Splunk came up in the Security+ bootcamp as “the instructor’s favorite SIEM.” What is a SIEM? I passed the test and cannot remember. From the pony’s mouth:
Security information and event management (SIEM) is a single security management system that offers full visibility into activity within your network — which empowers you to respond to threats in real time
— Source
Okay, I don’t want to go too deep into this part, because it looks like a huge area. That would probably make for an interesting project, too, because cybersecurity is infinitely more interesting than Twitter.

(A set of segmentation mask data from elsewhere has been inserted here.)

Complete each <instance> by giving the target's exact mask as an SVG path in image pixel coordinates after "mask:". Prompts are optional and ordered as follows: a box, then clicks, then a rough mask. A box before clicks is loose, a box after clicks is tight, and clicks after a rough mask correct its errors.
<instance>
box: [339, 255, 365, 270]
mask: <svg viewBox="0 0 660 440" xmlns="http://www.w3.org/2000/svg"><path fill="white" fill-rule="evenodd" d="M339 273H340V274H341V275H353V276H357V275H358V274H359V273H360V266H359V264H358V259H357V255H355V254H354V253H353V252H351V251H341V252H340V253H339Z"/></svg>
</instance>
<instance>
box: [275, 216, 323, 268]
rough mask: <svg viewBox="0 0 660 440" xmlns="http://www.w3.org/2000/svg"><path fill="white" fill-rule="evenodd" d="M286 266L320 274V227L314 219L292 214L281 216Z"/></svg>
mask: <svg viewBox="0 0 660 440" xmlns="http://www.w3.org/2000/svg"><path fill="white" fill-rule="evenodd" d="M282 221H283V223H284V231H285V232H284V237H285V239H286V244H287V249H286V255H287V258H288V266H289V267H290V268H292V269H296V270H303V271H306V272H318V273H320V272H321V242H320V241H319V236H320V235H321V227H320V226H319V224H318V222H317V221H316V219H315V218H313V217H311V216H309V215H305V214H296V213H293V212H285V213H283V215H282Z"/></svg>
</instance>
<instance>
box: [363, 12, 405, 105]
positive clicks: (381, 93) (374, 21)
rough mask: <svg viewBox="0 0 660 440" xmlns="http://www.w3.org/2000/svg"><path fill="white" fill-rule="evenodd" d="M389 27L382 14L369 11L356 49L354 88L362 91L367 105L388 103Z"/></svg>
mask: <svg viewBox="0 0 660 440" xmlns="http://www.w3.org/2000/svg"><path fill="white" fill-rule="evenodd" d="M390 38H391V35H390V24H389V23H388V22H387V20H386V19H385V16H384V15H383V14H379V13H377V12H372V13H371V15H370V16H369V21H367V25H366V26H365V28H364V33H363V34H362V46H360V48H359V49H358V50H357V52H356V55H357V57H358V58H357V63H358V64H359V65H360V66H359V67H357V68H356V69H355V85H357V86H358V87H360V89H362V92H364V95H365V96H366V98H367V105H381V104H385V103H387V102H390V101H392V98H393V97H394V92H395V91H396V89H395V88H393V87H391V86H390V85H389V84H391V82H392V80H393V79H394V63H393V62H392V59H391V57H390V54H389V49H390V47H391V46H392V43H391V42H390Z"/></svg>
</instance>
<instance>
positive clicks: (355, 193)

Here is an open source cybersecurity application Splunk has built — it could be a great window into what Splunk code is actually like, and how the software engineers think. Personal Project Queue: Get attack_range to work and blog about it. I hope it’s as easy to work with as the log4j exploit PoC, but it’s probably apples and oranges.
Closing Thoughts
Splunk is an extremely popular, relatively expensive tool, like…I don’t know…a private jet. We want to learn to fly, but we don’t have a few million dollars lying around to buy one. What we CAN get, if we want to understand the experience, is a flight simulator. So that little Splunk instance running on toy data at location localhost could be like a flight simulator.
And their open source work could be another hook.
They also have a free YouTube tutorial series starting with the above, a technical writing team I am eager to blog about, and apparently their own podcast hosted by Hal, who may or may not be the evil Halr9000 hellbent on completing his mission regardless of what it takes to do so.
If I get deep enough into this, maybe I will also come up with a better name than “Pulling The Spunk Out Of Splunk And Taking The L.” The working title was “Splunking The Caves Of Splunk,” but spelunk is actually what their name is a parody of. I used to have a joke: SplunkDocs — We make sure spelunk is spelled incorrectly.
I also really wanted them to make a T-shirt that said: Splunkterns — Putting The Spunk In Splunk. Maybe if I say it enough times, eventually I will be motivated to produce my own T-shirt, and I will get sued by them. They I will truly be sunk by Splunk.
Sunk by Splunk…unsunk by splunk. Okay, that’s another title idea.